Certamente. Otimista por natureza, embora duramente testado nos últimos
tempos, ainda acredito na capacidade de reação da sociedade. O mal não
tem a última palavra. Os brasileiros ficaram trancados em casa por causa
da pandemia. Mas ela vai passar. Se Deus quiser. E, então, senhores
políticos e autoridades, apertem os cintos e revisitem as imagens das
imensas passeatas da cidadania que sacudiram o País. Não eram
iniciativas convocadas por partidos políticos. Eram famílias, gente
normal e pacífica, mas cansada do sequestro do seu presente e da
condenação do seu futuro.
O
combate à corrupção é uma das demandas mais fortes da sociedade.

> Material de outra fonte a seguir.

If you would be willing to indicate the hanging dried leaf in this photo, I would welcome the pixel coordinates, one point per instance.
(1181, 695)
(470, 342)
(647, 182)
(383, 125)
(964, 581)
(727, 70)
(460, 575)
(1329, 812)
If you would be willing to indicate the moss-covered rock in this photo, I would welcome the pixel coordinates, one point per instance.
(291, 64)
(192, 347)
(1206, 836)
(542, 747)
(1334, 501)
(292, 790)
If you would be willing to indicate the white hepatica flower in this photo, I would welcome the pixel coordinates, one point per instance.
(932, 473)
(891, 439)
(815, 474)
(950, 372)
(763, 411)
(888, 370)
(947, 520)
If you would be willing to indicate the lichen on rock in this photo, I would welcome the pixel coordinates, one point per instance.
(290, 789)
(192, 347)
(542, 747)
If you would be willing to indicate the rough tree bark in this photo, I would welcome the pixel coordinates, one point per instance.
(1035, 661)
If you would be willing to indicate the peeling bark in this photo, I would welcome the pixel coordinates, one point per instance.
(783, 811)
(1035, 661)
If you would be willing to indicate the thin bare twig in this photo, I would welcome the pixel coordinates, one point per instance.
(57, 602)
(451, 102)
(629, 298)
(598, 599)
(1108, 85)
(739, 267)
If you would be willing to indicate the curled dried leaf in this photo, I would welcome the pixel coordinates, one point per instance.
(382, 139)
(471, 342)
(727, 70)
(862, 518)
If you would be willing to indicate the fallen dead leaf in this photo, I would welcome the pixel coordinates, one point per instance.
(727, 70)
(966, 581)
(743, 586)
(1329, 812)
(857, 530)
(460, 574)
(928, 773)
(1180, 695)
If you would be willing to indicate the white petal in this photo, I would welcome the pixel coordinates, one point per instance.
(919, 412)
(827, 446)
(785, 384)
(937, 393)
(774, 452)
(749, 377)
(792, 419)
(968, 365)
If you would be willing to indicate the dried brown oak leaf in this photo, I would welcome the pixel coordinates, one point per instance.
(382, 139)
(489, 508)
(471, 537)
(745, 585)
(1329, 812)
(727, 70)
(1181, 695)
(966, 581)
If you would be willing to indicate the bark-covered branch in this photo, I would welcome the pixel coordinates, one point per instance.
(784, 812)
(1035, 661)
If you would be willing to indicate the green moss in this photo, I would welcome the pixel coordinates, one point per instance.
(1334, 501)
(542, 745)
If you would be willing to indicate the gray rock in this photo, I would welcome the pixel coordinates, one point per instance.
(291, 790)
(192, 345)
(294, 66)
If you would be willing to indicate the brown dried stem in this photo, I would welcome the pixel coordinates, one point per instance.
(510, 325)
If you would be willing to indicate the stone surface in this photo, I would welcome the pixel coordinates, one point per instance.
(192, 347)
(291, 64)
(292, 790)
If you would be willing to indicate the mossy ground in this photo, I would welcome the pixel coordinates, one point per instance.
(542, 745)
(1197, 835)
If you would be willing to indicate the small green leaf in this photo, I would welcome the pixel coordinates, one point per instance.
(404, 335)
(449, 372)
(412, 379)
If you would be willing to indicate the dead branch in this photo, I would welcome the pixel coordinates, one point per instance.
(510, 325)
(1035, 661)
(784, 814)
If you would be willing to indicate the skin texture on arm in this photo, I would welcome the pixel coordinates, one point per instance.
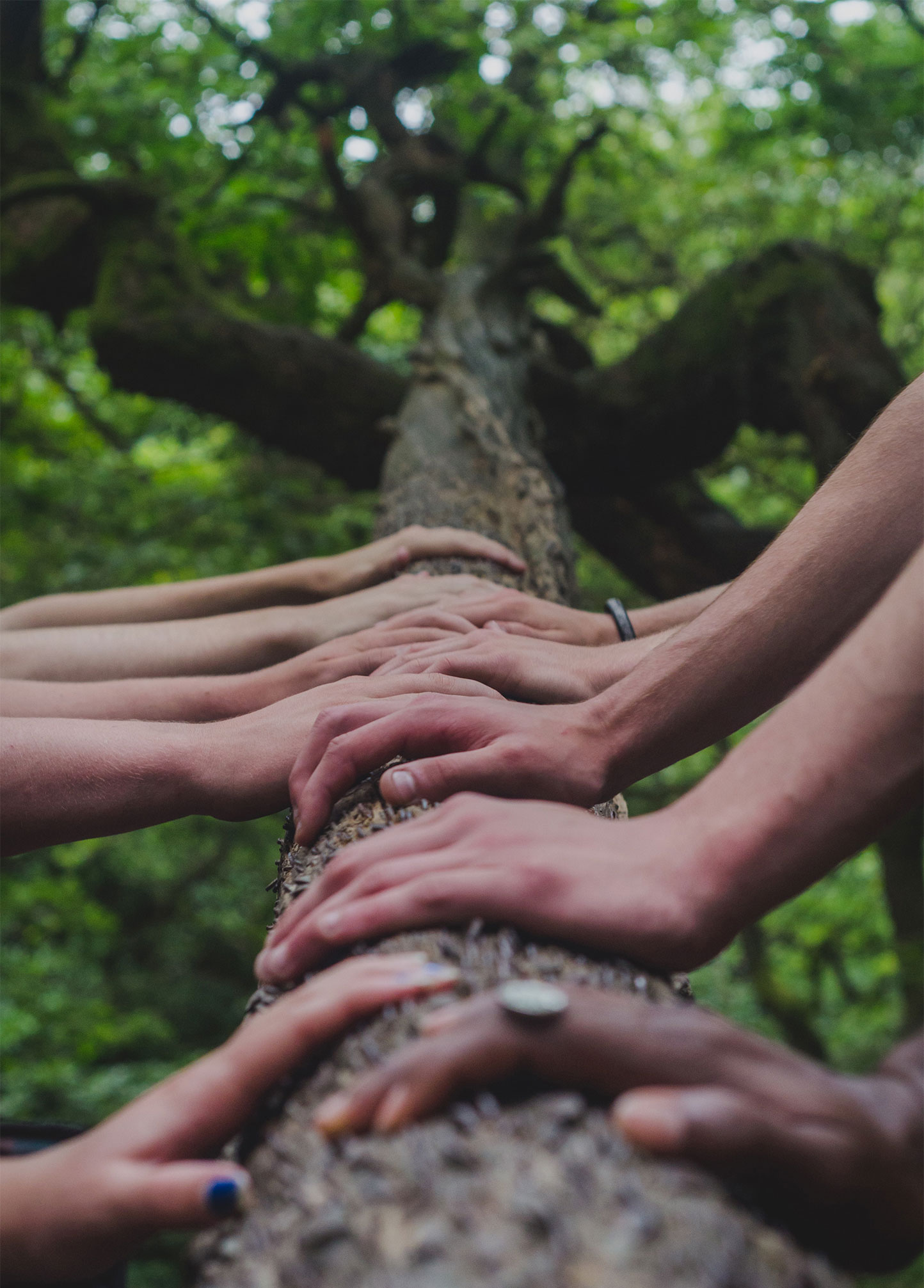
(67, 780)
(838, 1159)
(230, 643)
(300, 583)
(739, 657)
(807, 789)
(76, 1209)
(219, 697)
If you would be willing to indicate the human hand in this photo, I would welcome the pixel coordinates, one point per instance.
(556, 753)
(360, 654)
(522, 666)
(838, 1159)
(519, 613)
(636, 888)
(240, 768)
(315, 624)
(75, 1209)
(389, 556)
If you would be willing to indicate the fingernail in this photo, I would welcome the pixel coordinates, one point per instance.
(429, 974)
(390, 1113)
(402, 786)
(227, 1197)
(651, 1121)
(332, 1115)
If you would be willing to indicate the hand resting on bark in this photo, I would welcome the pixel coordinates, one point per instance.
(300, 583)
(836, 1158)
(76, 1209)
(67, 780)
(227, 645)
(219, 697)
(671, 888)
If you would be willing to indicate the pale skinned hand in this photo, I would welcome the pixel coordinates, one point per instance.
(241, 766)
(552, 753)
(522, 613)
(635, 888)
(360, 654)
(838, 1159)
(389, 556)
(76, 1209)
(520, 666)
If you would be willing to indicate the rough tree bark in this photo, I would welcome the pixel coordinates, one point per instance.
(528, 1188)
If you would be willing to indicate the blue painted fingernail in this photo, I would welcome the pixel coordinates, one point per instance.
(223, 1198)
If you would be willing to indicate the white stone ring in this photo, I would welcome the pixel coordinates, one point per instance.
(532, 999)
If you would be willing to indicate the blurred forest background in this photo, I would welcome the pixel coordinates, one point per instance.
(730, 128)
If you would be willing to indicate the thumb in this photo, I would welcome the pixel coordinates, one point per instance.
(187, 1195)
(439, 777)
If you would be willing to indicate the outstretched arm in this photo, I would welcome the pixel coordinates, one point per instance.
(212, 646)
(837, 1159)
(807, 789)
(74, 1210)
(67, 780)
(192, 698)
(300, 583)
(740, 656)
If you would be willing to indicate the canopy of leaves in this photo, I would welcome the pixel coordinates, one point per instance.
(729, 127)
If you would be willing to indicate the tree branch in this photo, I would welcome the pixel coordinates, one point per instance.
(547, 221)
(77, 49)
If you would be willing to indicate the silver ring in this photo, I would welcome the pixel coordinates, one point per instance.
(532, 999)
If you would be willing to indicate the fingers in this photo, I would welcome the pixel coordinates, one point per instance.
(348, 742)
(734, 1131)
(479, 1049)
(418, 835)
(438, 617)
(200, 1108)
(388, 899)
(422, 543)
(180, 1196)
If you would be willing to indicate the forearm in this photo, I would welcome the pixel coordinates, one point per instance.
(772, 626)
(673, 612)
(67, 780)
(823, 775)
(210, 646)
(177, 698)
(298, 583)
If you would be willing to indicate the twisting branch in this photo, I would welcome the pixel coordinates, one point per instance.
(77, 49)
(547, 218)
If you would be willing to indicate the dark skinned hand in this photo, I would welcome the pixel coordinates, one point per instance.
(837, 1158)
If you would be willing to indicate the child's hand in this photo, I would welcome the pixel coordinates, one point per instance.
(76, 1209)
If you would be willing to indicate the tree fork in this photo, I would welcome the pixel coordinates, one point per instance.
(528, 1188)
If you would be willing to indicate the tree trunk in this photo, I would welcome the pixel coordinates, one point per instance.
(536, 1189)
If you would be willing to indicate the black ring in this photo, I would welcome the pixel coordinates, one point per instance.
(617, 611)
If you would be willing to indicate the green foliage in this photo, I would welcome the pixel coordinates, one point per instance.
(729, 127)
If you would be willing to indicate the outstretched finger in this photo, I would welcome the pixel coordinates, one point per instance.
(197, 1109)
(479, 1049)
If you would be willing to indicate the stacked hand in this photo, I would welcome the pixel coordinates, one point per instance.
(519, 613)
(635, 888)
(390, 556)
(76, 1209)
(552, 753)
(525, 668)
(838, 1159)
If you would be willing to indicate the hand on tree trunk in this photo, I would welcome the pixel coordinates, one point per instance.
(523, 666)
(838, 1158)
(76, 1209)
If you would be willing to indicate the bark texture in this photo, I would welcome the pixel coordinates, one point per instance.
(522, 1187)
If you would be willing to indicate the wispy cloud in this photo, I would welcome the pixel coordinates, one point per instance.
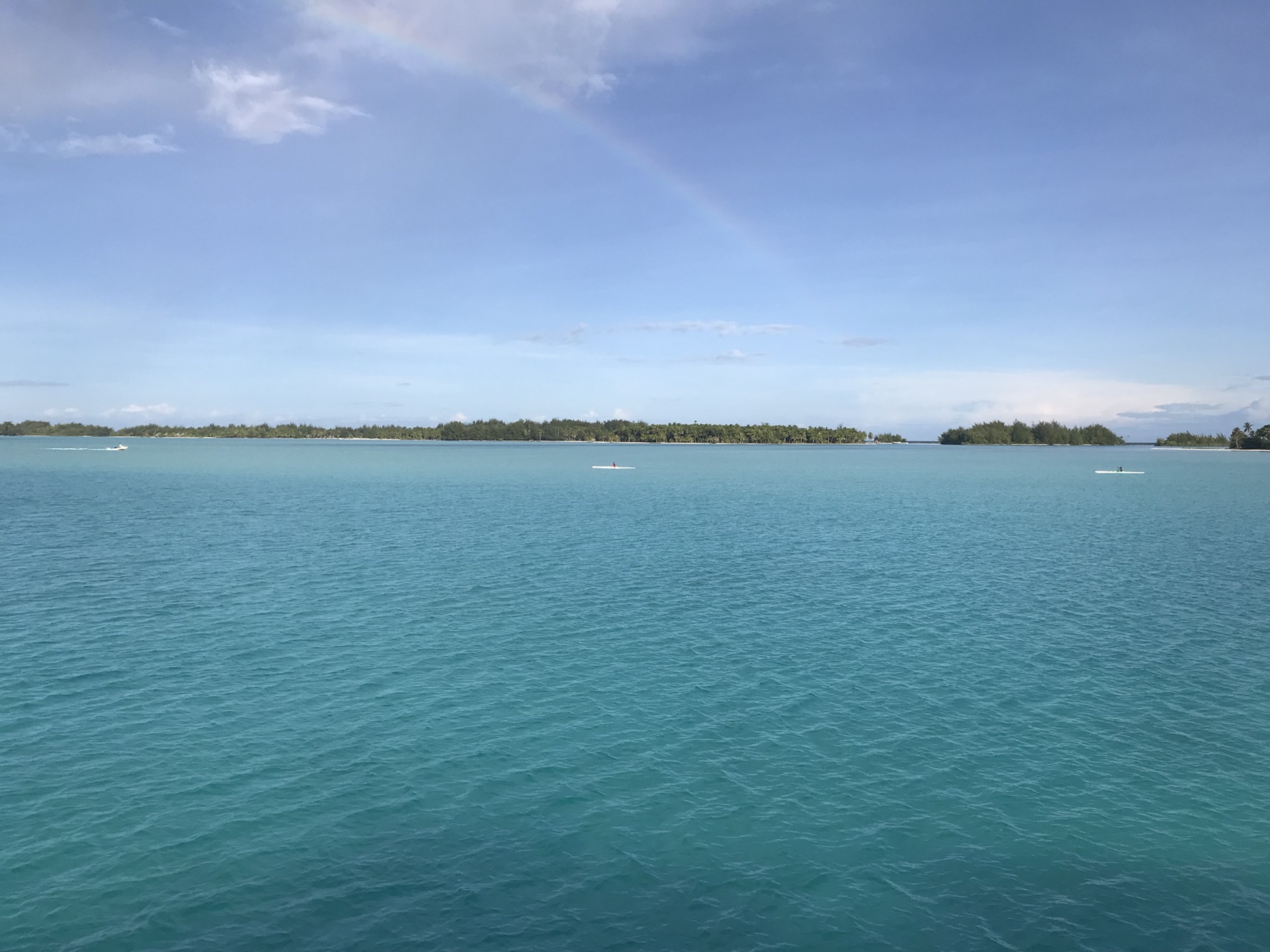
(117, 143)
(546, 50)
(573, 335)
(724, 329)
(1170, 409)
(15, 139)
(167, 27)
(157, 409)
(259, 107)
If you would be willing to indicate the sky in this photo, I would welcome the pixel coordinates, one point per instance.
(890, 216)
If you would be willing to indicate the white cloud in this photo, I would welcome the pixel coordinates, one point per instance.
(158, 409)
(15, 139)
(117, 143)
(167, 27)
(548, 50)
(62, 55)
(724, 329)
(258, 107)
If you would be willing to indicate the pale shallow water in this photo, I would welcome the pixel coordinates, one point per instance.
(267, 695)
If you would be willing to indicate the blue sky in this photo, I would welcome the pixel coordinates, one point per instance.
(893, 216)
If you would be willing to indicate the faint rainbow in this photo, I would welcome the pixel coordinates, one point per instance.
(633, 155)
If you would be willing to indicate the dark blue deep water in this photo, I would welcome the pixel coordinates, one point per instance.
(356, 696)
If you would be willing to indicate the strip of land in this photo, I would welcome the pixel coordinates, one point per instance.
(550, 430)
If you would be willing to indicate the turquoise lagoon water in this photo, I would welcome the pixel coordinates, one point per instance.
(359, 696)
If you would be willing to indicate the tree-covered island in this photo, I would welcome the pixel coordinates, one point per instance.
(1019, 433)
(1191, 440)
(550, 430)
(1249, 438)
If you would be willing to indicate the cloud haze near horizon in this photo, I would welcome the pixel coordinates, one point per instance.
(740, 211)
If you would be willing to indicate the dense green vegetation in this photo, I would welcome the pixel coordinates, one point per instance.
(1249, 438)
(1050, 433)
(1191, 440)
(553, 430)
(42, 428)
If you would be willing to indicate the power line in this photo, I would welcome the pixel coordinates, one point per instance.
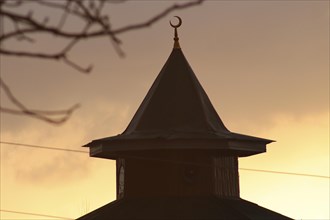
(42, 147)
(168, 161)
(35, 214)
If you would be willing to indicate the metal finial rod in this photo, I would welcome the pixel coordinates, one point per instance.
(176, 38)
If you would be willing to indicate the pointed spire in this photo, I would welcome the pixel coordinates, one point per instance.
(176, 38)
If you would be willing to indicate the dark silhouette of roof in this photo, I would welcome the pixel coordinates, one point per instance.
(177, 114)
(183, 208)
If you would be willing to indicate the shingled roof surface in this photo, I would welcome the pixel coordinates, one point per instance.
(181, 208)
(177, 108)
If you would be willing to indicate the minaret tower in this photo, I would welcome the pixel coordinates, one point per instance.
(176, 159)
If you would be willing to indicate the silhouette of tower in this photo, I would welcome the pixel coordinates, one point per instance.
(176, 159)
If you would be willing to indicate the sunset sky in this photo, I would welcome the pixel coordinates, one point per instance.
(263, 64)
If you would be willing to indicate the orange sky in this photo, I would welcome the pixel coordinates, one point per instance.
(264, 65)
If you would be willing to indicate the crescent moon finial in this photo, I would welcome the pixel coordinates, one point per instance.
(175, 26)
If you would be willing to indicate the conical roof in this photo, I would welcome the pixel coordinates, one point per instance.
(176, 102)
(177, 114)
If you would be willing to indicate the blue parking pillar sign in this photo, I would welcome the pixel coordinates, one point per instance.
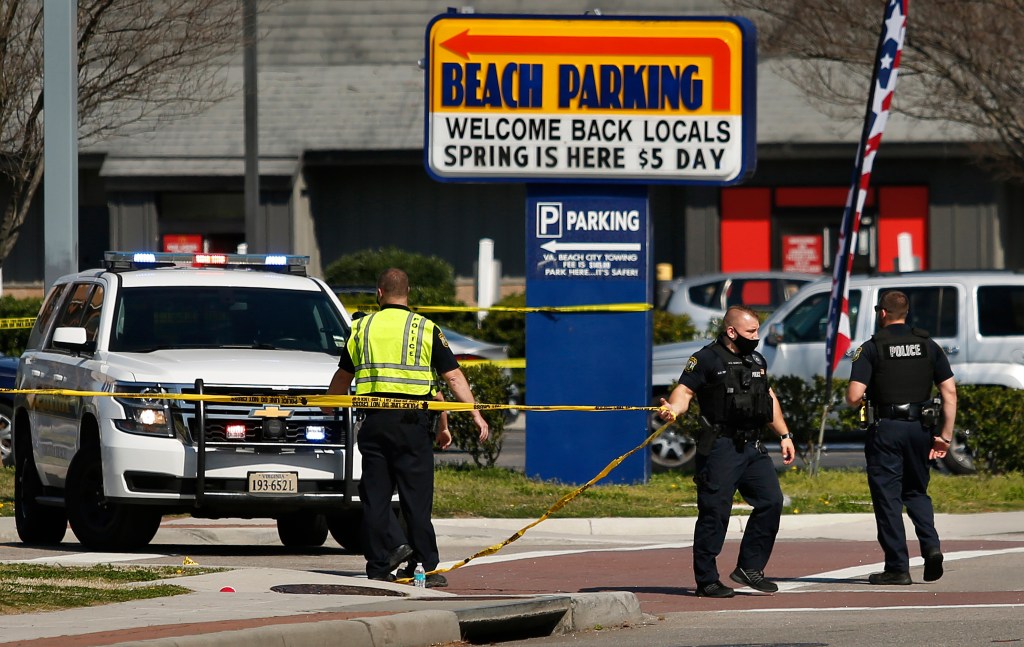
(588, 245)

A
corrupção algema a sociedade. A corrupção desvia para o ralo da
bandidagem recursos que podiam ser investidos em saúde, educação,
segurança pública, etc. A corrupção empurra crianças famintas para a
catástrofe da prostituição infantil. O Brasil não vai mais
contemporizar.
Cabe
a nós, jornalistas e formadores de opinião, assumir o papel de memória
da cidadania. Não podemos deixar cair a peteca. Revisitaremos todos os
meandros daquele que já foi definido como o maior escândalo de corrupção
da história do mundo, o petrolão, um esquema bilionário de corrupção na
Petrobras durante os governos Lula e Dilma, que envolvia cobrança de
propina das empreiteiras. Trata-se de um dever ético inescapável.
Mas,
para além das trincheiras internas, a guerra contra a corrupção
brasileira ganhou dimensão internacional. Como salientou a promotora
Luciana Asper, em entrevista exclusiva que me concedeu, a irrefutável
gravidade dos impactos da corrupção para o desenvolvimento
socioeconômico do Brasil, a certeza de que as estratégias de
enfrentamento da corrupção estão globalizadas, a notoriedade
internacional do Brasil como país de elevada percepção da corrupção, a
aplicação prática dos tratados e cooperações internacionais para o
combate à corrupção e a imposição da cultura da integridade pública
mudam, por completo, o paradigma de fazer negócios no Brasil e com o
Brasil. Resistir a essa verdade e não se adaptar é o mesmo que receber o
diagnóstico de uma doença grave e acreditar que ela vai desaparecer sem
o devido tratamento.
Resumo
da ópera: diante da dicotomia entre as reiteradas tentativas internas
de estabelecer caminhos para a impunidade e as iniciativas
internacionais de avançar com os tratados e cooperações para o combate à
corrupção global, os Poderes públicos brasileiros vão ser forçados a
mudar.
A
corrupção como modelo de negócio está com seus dias contados. A
governança do roubo e da delinquência será um suicídio político e
empresarial. Nós, jornalistas e formadores de opinião, temos o dever
profissional e ético de jogar muita luz nas trevas da corrupção.
Trata-se de um crime que paralisa, agride e mata.